WASHINGTON – the U.S. industrial production dropped sharply in November, mainly because power plants reduced production as a result of unusually warm weather.
The Federal Reserve reported Wednesday that output at America’s factories, mines and utilities fell 0.4 percent in the last month. It was a sign that the American industry has the difficult, even if the total U.S. economy looks healthy. The Federal Reserve is confident enough to consider an interest rate hike later in the day.
Utility output dropped 4.4 percent, after a 2.8 percent decline in October. A warm fall meant Americans used less heat.
Factory output slid 0.1 percent.
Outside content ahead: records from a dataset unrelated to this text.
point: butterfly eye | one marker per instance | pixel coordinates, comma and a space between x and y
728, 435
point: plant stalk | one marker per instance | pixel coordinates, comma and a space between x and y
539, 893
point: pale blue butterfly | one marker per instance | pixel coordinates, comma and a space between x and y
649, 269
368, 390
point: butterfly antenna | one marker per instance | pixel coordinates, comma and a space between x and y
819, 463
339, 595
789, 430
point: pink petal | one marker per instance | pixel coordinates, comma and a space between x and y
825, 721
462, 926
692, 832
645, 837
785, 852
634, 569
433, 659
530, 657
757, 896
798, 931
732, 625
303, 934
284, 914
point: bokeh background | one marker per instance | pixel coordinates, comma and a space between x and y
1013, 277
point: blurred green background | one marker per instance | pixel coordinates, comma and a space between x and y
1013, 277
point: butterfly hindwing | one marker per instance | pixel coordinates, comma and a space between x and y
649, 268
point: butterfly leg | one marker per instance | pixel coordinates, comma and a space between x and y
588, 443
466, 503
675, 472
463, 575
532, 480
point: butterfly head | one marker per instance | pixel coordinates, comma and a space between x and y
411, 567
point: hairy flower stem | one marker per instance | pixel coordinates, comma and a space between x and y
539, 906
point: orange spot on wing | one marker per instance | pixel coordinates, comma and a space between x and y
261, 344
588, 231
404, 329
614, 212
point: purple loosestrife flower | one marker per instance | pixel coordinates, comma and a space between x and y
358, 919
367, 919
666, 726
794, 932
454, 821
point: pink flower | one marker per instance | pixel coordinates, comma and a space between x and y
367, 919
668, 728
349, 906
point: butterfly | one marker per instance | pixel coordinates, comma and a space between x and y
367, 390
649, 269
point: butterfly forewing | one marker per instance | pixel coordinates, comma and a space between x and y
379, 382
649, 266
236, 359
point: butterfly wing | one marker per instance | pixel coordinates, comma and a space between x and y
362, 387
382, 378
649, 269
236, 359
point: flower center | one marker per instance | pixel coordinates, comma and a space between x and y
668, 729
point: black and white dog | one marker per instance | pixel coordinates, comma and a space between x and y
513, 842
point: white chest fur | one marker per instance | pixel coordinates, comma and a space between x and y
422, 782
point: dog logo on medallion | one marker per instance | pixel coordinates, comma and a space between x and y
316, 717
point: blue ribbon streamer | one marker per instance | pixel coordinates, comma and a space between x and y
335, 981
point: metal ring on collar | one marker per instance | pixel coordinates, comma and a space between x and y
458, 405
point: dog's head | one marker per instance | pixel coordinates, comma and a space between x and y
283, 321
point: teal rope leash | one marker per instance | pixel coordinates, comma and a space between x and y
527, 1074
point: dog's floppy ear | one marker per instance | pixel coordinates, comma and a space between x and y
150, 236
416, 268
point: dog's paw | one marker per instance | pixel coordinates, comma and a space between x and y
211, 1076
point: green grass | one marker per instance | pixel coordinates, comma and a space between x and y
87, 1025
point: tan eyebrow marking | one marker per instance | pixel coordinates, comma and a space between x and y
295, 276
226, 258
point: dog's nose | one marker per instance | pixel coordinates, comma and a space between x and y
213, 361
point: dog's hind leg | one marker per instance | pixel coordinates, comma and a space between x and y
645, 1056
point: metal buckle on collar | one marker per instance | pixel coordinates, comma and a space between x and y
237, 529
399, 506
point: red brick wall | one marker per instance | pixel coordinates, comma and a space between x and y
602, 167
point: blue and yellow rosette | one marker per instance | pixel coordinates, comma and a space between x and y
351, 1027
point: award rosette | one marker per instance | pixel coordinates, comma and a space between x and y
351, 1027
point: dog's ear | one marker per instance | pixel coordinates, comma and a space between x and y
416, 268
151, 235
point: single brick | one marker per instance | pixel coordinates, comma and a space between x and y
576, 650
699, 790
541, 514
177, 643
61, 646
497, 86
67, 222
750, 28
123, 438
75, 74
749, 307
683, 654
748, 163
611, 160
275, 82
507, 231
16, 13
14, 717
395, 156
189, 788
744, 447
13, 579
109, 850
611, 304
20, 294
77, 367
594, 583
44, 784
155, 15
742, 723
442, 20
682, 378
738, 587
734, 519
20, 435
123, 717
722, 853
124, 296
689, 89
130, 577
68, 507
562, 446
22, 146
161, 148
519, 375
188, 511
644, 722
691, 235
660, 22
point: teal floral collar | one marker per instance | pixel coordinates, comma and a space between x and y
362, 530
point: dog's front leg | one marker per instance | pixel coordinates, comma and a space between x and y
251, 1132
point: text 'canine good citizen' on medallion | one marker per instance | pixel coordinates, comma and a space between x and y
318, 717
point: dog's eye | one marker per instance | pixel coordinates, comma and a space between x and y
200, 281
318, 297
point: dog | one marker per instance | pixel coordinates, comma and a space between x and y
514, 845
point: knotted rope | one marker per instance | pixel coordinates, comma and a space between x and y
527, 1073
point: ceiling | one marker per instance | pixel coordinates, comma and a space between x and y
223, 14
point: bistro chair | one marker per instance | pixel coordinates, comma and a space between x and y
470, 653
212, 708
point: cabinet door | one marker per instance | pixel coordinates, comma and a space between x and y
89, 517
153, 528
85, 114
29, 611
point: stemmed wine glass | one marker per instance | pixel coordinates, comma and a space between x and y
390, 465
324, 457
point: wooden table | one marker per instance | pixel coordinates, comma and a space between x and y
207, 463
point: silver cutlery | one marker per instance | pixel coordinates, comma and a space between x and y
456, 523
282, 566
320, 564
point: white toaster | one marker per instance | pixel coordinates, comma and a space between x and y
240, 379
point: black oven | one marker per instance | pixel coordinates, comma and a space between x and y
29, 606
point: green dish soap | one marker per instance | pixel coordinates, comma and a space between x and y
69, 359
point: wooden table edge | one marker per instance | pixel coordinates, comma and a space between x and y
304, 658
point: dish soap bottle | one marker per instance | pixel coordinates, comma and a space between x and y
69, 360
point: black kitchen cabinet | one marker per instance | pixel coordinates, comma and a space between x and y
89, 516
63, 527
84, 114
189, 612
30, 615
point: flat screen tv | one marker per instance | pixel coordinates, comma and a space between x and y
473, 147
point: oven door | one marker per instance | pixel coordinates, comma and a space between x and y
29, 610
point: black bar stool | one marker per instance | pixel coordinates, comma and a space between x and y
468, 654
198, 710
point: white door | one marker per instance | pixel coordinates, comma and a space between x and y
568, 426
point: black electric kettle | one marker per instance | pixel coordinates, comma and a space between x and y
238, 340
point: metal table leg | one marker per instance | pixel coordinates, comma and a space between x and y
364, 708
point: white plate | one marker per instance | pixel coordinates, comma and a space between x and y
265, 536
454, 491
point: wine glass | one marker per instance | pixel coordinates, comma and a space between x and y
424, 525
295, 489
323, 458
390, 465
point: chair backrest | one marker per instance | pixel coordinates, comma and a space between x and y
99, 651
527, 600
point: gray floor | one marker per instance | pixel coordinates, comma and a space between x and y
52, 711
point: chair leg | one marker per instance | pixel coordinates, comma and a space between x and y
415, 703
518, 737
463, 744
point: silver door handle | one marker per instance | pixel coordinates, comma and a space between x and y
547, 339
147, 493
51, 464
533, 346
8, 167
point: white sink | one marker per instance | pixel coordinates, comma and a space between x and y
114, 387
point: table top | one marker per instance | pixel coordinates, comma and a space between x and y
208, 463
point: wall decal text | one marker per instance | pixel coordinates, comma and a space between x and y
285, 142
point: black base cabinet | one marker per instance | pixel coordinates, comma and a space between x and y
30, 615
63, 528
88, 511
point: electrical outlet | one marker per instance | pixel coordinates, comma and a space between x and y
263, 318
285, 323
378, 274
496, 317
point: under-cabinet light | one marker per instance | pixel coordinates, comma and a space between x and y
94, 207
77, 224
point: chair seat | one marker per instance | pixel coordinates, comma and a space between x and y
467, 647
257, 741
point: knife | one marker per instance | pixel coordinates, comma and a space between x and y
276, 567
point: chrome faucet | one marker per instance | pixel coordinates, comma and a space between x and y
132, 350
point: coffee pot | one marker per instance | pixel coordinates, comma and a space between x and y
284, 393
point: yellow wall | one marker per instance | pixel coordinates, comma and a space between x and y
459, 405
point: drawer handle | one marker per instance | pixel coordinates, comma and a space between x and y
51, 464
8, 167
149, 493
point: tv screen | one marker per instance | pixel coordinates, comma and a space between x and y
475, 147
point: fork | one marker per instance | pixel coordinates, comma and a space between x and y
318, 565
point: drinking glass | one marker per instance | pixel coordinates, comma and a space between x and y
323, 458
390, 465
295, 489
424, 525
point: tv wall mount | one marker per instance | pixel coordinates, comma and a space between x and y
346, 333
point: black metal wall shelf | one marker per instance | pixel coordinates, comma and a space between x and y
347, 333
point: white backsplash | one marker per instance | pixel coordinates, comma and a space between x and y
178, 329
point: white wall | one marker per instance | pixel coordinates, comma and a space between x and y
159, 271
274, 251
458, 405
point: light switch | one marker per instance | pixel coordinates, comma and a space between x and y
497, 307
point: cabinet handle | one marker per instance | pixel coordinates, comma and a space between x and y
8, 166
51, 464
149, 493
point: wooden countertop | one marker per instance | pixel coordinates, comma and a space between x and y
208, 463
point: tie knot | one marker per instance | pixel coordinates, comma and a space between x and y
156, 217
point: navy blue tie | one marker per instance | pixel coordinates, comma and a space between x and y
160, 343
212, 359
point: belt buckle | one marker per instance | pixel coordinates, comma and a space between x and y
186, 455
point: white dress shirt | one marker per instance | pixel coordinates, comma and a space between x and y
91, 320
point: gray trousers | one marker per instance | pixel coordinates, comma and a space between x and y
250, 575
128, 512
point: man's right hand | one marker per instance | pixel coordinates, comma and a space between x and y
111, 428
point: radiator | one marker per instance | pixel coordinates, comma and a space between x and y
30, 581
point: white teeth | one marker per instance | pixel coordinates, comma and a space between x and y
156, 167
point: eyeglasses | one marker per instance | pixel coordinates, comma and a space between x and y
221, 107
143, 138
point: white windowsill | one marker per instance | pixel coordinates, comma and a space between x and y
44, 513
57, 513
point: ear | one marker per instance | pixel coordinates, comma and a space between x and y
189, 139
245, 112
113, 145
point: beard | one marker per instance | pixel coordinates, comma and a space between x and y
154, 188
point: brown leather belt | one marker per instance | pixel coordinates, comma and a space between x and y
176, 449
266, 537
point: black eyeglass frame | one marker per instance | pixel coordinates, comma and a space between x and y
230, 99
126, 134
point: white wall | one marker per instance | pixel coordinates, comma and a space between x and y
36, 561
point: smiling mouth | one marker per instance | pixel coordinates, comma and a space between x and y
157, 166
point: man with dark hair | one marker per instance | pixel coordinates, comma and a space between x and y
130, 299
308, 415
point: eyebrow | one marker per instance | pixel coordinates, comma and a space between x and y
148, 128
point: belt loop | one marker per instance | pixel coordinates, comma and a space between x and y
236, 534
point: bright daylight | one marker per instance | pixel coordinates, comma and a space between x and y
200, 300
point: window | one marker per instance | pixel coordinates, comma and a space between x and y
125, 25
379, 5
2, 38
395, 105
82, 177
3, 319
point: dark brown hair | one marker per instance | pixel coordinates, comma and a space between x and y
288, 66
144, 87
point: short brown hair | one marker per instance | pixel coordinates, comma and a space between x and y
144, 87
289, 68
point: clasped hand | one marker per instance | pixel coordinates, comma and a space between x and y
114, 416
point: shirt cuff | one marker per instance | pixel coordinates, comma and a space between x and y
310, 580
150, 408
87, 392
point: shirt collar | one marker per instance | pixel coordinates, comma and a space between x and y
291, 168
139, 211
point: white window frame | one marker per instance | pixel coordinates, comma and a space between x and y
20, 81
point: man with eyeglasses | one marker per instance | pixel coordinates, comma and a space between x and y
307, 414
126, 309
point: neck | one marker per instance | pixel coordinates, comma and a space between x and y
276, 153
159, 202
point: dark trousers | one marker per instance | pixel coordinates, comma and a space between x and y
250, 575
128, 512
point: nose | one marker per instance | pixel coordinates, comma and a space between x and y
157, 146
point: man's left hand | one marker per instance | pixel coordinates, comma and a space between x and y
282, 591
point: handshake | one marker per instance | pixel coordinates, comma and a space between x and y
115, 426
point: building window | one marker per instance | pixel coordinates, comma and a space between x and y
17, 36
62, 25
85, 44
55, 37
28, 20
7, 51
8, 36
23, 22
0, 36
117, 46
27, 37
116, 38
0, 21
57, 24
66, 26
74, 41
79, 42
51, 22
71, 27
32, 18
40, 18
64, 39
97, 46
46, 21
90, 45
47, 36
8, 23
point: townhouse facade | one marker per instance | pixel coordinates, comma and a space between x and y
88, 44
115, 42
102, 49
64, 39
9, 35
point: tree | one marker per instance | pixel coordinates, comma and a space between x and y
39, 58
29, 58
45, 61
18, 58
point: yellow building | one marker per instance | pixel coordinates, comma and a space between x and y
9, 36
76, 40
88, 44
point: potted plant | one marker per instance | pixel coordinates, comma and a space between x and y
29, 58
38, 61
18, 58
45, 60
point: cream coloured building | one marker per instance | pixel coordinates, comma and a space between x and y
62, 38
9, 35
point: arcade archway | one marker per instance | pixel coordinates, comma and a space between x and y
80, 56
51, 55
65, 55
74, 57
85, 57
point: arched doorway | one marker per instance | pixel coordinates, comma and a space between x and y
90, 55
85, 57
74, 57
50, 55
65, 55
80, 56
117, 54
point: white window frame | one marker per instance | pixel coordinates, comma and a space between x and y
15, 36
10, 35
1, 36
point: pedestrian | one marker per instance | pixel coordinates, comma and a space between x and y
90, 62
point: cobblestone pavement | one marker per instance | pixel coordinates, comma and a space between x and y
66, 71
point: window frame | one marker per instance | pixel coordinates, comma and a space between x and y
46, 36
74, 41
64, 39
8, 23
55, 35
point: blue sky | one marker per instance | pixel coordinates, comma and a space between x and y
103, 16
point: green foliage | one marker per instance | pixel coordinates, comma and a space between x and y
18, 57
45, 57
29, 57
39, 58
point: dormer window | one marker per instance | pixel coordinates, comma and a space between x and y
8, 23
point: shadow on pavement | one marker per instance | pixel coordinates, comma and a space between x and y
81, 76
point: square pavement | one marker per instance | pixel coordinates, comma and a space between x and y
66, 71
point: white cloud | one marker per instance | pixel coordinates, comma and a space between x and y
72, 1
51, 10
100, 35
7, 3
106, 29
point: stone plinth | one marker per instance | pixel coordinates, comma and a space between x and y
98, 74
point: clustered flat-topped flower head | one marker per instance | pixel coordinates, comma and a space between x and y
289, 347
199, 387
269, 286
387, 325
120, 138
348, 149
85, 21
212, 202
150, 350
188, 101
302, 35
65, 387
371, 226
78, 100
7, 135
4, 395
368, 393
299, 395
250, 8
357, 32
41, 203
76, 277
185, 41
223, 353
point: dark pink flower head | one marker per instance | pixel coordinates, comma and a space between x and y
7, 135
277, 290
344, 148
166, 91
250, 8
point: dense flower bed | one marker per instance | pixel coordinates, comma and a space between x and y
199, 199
A decrease of car production, which is volatile month to month, offset increased production elsewhere.
Mining production increased 1.1 percent, despite a sharp decline in output in the coal mines.
“Beyond the disappointing headline, the general improving trend in the mining industry and the production needs to justify this afternoon’s broadly anticipated Fed move,” Jennifer Lee, senior economist at BMO Capital Markets, said in a research note.
Still, the industrial production is now dropped three of the last four months and is down from 0.6 percent in the past year. November, the decrease was stronger than economists had expected.
The american industry has been hurt by a strong dollar, making AMERICAN goods more expensive in foreign markets. The factory production is up only 0.1 percent over the past year.
Energy companies have slashed production in the face of low oil prices. That is the reason why mining output down 4.6 percent since November 2015, despite the increase in the last month.
The mines have shed 87,000 jobs over the past year, and factories have lost 54,000.